I gave him gentle, tonic medicine, but it did not work well. Without increasing his strength, it increased his tendencies to fever. Yet, as I well knew, depletion would not answer in a case like this, whether of bleeding, blistering, or cathartics. In these circumstances, I contrived to while away the time in a routine of that negative character which, in true medical language, means laboriously doing nothing.

He was visited about twice a week. I heard patiently all his complaints, and endeavored to be patient under all my disappointments, for disappointments I had to encounter at nearly every step. No active treatment whatever would have the general effect I desired and intended.
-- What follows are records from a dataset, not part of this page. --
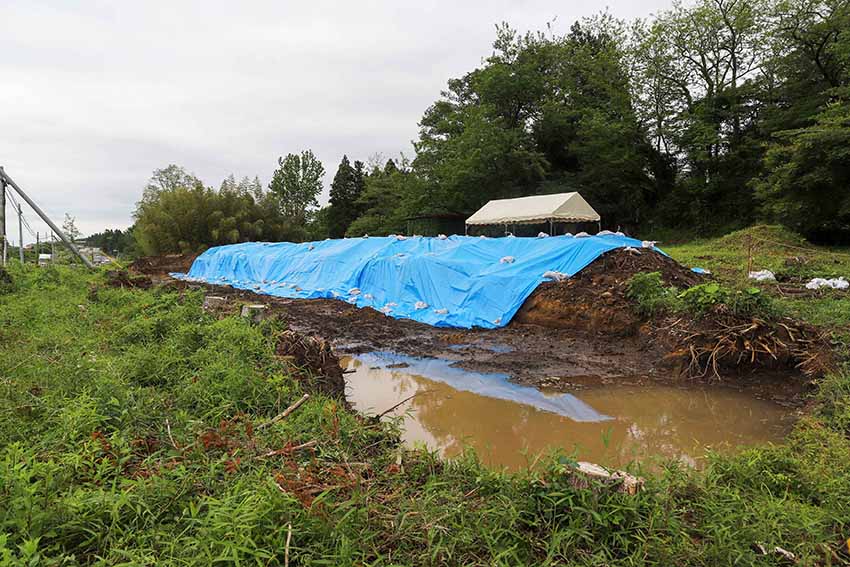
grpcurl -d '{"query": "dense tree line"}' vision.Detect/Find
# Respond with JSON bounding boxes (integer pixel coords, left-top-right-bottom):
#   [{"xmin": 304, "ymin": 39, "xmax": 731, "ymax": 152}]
[
  {"xmin": 134, "ymin": 0, "xmax": 850, "ymax": 253},
  {"xmin": 83, "ymin": 226, "xmax": 137, "ymax": 256},
  {"xmin": 340, "ymin": 0, "xmax": 850, "ymax": 240},
  {"xmin": 133, "ymin": 159, "xmax": 324, "ymax": 255}
]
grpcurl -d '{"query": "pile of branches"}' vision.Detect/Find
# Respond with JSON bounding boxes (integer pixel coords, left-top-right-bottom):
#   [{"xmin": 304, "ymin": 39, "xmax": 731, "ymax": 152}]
[
  {"xmin": 106, "ymin": 270, "xmax": 153, "ymax": 289},
  {"xmin": 277, "ymin": 331, "xmax": 345, "ymax": 398},
  {"xmin": 680, "ymin": 318, "xmax": 834, "ymax": 380}
]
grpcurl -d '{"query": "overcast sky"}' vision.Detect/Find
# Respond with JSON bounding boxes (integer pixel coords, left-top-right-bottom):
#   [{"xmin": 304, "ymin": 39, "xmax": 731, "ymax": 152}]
[{"xmin": 0, "ymin": 0, "xmax": 670, "ymax": 241}]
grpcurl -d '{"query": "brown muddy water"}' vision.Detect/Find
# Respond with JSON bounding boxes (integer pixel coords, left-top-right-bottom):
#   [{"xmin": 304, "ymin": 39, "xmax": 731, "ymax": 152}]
[{"xmin": 342, "ymin": 352, "xmax": 794, "ymax": 470}]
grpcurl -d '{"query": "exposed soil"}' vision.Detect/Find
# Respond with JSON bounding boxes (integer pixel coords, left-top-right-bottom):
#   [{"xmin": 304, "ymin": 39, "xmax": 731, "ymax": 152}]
[
  {"xmin": 106, "ymin": 270, "xmax": 153, "ymax": 289},
  {"xmin": 129, "ymin": 254, "xmax": 198, "ymax": 283},
  {"xmin": 277, "ymin": 331, "xmax": 345, "ymax": 399},
  {"xmin": 514, "ymin": 249, "xmax": 705, "ymax": 337},
  {"xmin": 147, "ymin": 250, "xmax": 818, "ymax": 405}
]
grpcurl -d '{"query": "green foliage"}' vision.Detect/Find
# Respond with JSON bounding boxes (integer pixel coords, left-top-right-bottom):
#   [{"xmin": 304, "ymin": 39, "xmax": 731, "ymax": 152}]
[
  {"xmin": 327, "ymin": 155, "xmax": 366, "ymax": 238},
  {"xmin": 346, "ymin": 156, "xmax": 425, "ymax": 237},
  {"xmin": 626, "ymin": 272, "xmax": 678, "ymax": 317},
  {"xmin": 269, "ymin": 150, "xmax": 325, "ymax": 226},
  {"xmin": 0, "ymin": 267, "xmax": 15, "ymax": 295},
  {"xmin": 0, "ymin": 260, "xmax": 850, "ymax": 566},
  {"xmin": 626, "ymin": 272, "xmax": 777, "ymax": 317},
  {"xmin": 756, "ymin": 91, "xmax": 850, "ymax": 242},
  {"xmin": 678, "ymin": 282, "xmax": 776, "ymax": 318},
  {"xmin": 84, "ymin": 226, "xmax": 138, "ymax": 257},
  {"xmin": 678, "ymin": 282, "xmax": 729, "ymax": 315},
  {"xmin": 133, "ymin": 165, "xmax": 304, "ymax": 255}
]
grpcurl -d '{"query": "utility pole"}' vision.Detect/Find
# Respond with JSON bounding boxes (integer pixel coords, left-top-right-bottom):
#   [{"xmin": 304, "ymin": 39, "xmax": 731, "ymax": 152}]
[
  {"xmin": 18, "ymin": 203, "xmax": 24, "ymax": 264},
  {"xmin": 0, "ymin": 166, "xmax": 94, "ymax": 270},
  {"xmin": 0, "ymin": 177, "xmax": 6, "ymax": 266}
]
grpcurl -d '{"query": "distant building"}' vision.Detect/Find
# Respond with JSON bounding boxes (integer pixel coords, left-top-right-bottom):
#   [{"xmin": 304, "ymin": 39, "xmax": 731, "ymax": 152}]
[{"xmin": 466, "ymin": 192, "xmax": 601, "ymax": 236}]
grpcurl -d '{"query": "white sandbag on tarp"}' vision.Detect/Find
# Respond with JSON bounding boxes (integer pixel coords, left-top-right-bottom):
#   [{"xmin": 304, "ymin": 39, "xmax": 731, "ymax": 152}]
[
  {"xmin": 806, "ymin": 277, "xmax": 850, "ymax": 289},
  {"xmin": 179, "ymin": 235, "xmax": 645, "ymax": 328},
  {"xmin": 747, "ymin": 270, "xmax": 776, "ymax": 282},
  {"xmin": 543, "ymin": 270, "xmax": 570, "ymax": 282}
]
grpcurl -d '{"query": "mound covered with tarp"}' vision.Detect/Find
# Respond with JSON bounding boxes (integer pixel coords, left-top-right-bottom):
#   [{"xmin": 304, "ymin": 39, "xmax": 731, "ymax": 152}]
[{"xmin": 173, "ymin": 233, "xmax": 641, "ymax": 328}]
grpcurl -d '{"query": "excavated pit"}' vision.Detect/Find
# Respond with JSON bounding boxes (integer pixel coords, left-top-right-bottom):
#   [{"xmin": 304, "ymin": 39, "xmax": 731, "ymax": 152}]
[{"xmin": 143, "ymin": 249, "xmax": 829, "ymax": 405}]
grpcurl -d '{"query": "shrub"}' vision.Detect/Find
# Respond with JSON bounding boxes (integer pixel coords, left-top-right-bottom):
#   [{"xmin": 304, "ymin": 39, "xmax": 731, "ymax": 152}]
[
  {"xmin": 626, "ymin": 272, "xmax": 677, "ymax": 317},
  {"xmin": 678, "ymin": 282, "xmax": 775, "ymax": 318}
]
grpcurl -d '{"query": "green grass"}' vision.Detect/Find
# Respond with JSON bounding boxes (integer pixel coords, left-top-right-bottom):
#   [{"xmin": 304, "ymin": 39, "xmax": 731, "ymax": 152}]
[
  {"xmin": 0, "ymin": 251, "xmax": 850, "ymax": 565},
  {"xmin": 659, "ymin": 226, "xmax": 850, "ymax": 333}
]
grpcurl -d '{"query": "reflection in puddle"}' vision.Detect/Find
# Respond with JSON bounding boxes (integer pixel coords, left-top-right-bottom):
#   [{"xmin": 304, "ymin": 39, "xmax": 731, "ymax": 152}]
[{"xmin": 343, "ymin": 352, "xmax": 791, "ymax": 469}]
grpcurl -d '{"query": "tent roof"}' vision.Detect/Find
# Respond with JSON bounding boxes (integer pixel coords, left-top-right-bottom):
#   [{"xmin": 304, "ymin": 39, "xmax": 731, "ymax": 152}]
[{"xmin": 466, "ymin": 192, "xmax": 600, "ymax": 225}]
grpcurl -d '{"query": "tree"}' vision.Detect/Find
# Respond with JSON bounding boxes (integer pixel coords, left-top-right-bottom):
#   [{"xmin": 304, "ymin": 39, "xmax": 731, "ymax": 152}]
[
  {"xmin": 133, "ymin": 166, "xmax": 304, "ymax": 255},
  {"xmin": 62, "ymin": 213, "xmax": 80, "ymax": 242},
  {"xmin": 346, "ymin": 156, "xmax": 426, "ymax": 236},
  {"xmin": 755, "ymin": 99, "xmax": 850, "ymax": 243},
  {"xmin": 269, "ymin": 150, "xmax": 325, "ymax": 227},
  {"xmin": 326, "ymin": 155, "xmax": 365, "ymax": 238}
]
If I gave him but a single dose of elixir paregoric for his nervousness, it only added, nine times in ten, to the very woes it was intended to relieve. My policy—and I fully believe it was the only true policy—was to leave him to himself and to Nature, as much as possible.

Though I have spoken here of what I regarded as the true policy in the case then under my care, yet, after all, the truest course would have been to call for consultation some wiser head than my own. Another individual, even though he were no wiser than I, might have aided me most essentially, in compliance with, and in confirmation of, the good old adage—"Two eyes see more than one."

Why, then, did I not call on some inquiring and highly experienced physician? It was not that I was too proud to do so, nor that I was too jealous of my reputation. It was not that I feared any evil result to myself. It was rather because I did not, at first, think it really necessary; and then, subsequently, when I supposed it to be really needful, I feared my patient would grudge the expense. This fear, by the way, was grounded in something more than mere conjecture. The proposal had been practically made, and had been rejected.